Each stanza starts with a grounding phrase that provides the reader with a sense of the time and tense of the poem, such as “It was September” (stanza 1), or “I served up the meal" (stanza 4). This stanza in particular emphasizes the use of tense by employing somewhat awkward phrasing, “It was then that I started to scream.” (Line 25). The first four words—“It was then that”—are grammatically superfluous, but they have a specific function in the poem: to signal a shift from the buildup established in the prior three stanzas. After three stanzas of description and observation, Mrs Midas is now having an emotional reaction as she recognizes the gravity of her husband’s mistake: “It was then that [she] started to scream,” the scream symbolically marking a new phase in her life and her relationship with her husband.

In addition to this emphasis on tense, there is also a sense of narrative gap: Mrs Midas “started to” scream, her husband “sank to his knees,” and something else may or may not have happened before the second line picks up “after” they had both “calmed down.” In other words, readers are not necessarily shown the full scope of the fight and reaction beyond these brief descriptive lines. This visceral and violent description sharply contrasts with the tone of the first two stanzas and creates a new normal for Midas and Mrs Midas’s relationship.

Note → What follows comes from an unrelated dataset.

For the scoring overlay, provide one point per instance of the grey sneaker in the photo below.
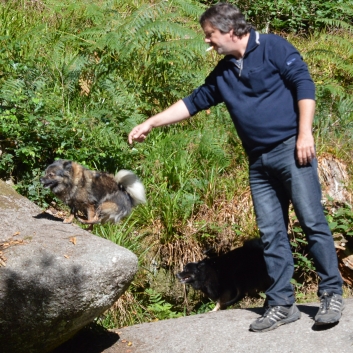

Finally, the stanza illustrates how Mrs Midas reacts to her husband’s wish, shedding new and humorous yet poignant light on the Greek myth. She makes him “sit / on the other side of the room and keep his hands to himself,” which is both a practical reaction to his new condition and a symbol of their newfound isolation and resulting lack of intimacy and connection. Mrs Midas continues with her practical response to the new difficulties of her husband’s situation, providing another list of actions: “I locked the cat in the cellar. I moved the phone. The toilet I didn’t mind” (Lines Lines 29-30). This mirrors the first description of Midas entering the home: “He came into the house. The doorknobs gleamed. He drew the blinds” (Lines 13-14). Mrs Midas’s actions reverse her husband's: while he touches everything and quickly turns it into gold, she protects the items by removing them from his reach. This symbolizes a greater difference between them, both in their personalities (Midas is impulsive and failed to think through his wish, while Mrs Midas is pragmatic and considers future outcomes), but also in their genders; Mrs Midas must deal with the domestic consequences of her husband’s behavior, which has often be true for women in history. Despite the harsh tone of this stanza and the gravity of its symbolism, Duffy also employs humor to soften the harshness, writing that Mrs Midas “didn’t mind” the toilet turning into gold.